The Vectrex, designed by Smith Engineering's John Ross and launched by the General Consumer Electronics company before moving to Milton Bradley, was unique among second-generation games consoles — and remains so to this day — as being the first and only to use a vector-based display. Where rival devices like the Atari 2600 used blocky bitmaps, the Vectrex drew smooth lines on its unusual portrait CRT display.
It's the monitor which forms one-half of Mukai's build, the other half being a TT Electronics OPL801-OC photosensor. "[The] OPL801-OC is a sensor [which] consists of a photodiode, a linear amplifier, and a Schmitt trigger on a single silicon chip," Mukai explains. "The output is [a] TTL [Transistor-Transistor Logic] compatible logic level, inverted and open collector."

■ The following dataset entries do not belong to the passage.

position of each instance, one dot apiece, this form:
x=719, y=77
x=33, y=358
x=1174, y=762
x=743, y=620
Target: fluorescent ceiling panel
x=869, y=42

These features make it ideal for taking the place of the Vectrex's official light pen accessory, which allowed the user to draw directly on the screen — in a single component. Wired to the nine-pin joystick port of the Vectrex, the sensor is able to interact with the display — acting as a stand-in for the now hard-to-find original accessory.
The simple schematic for the light pen build is available on Mukai's Hackaday.io page; finding a working Vectrex, though, is an exercise left up to the reader.